BU ŞEHRİN EN ÖNEMLİ EKSİĞİ KARESİ KALESİ!

OLMAZSA olmaz yani, o derece.

İllaki yapılacak.

2009’da Belediye Başkanı seçilen İsmail Ok’un en önemli vaadiydi.

Başka da vaadi yoktu zaten. Bir tek asfalt parası muhabbetiyle maçı kazandı.

Cebinden çıkacak üç kuruşun derdindeki vatandaşın hoşuna gitti.

İsmail Ok asfalt parasıyla seçim kazandı.

Fakat Karesi Kalesi’ni yapamadı.

Bir kalemiz olmadığı için kahrımızdan öldük hepimiz!

 

***

KARESİ Belediye Başkanı Dinçer Orkan, yüz günlük çalışmalarını anlattı geçen gün.

Orkan’da farklı bir tavır var.. Tipik, klasik AK Partili gibi davranmıyor.

Herkesi kucaklayan mesajlar veriyor.

“Ben kendi seçmenime bakarım, gerisini sallamam” demiyor.

Meselâ şu ‘Atatürk Evi’ düşüncesi bunun böyle olduğunun göstergesi.

Tabi o da direkt Atatürk’ü baz alarak değil.. Dinçer Bey’in dedesi Selanik mübadiliymiş. Lozan mübadelesinde Türkiye’ye göndermişler.

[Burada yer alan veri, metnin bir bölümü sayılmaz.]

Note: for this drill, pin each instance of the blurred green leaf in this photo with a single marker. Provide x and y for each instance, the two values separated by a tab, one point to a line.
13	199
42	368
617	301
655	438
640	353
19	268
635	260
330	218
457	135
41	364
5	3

Önce Keşan’a gitmişler, sonra Balıkesir’e yerleşmişler.

Dedesi orada çiftlik sahibiymiş; ne toprak, ne para, hepsini bırakıp gelmiş. Uzun yıllar Osmanlı Bankası’nda müstahdemlik yapmış.

Yani bu işin öznesi, Dinçer Bey’in dedesi.

Selanik deyince de, Atatürk çağrışım yapıyor. Gazi Mustafa Kemal Paşa da oralı sonuçta.

Neyse canım, bir Atatürk Evi olsun yani; ister dedeye atıf, ister Selanik’e özlem.

Dinçer Bey bir ara uğrarsa bizim ofise, mübadele şarkıları, Rembetikolar falan dinletirim yani.

 

***

GELELİM kale işimize.

Dedik ya, Balıkesir’in olmazsa olmazı. İki bin dokuz, iki bin on dokuz..

On senedir gündemde.

Nereye yapılacak? Yani neresi öngörülüyor kale için?

Üçpınar tarafında, seyir tepesi denilen yerde.

Dört yüz elli dönüm falanmış.

Kale projesi ilk gündeme geldiğinde de söyledik; şehrin tarihinde bir kale varsa, kalıntıları duruyorsa, restorasyon falan yapılır, aslına uygun halde geleceğe taşınır.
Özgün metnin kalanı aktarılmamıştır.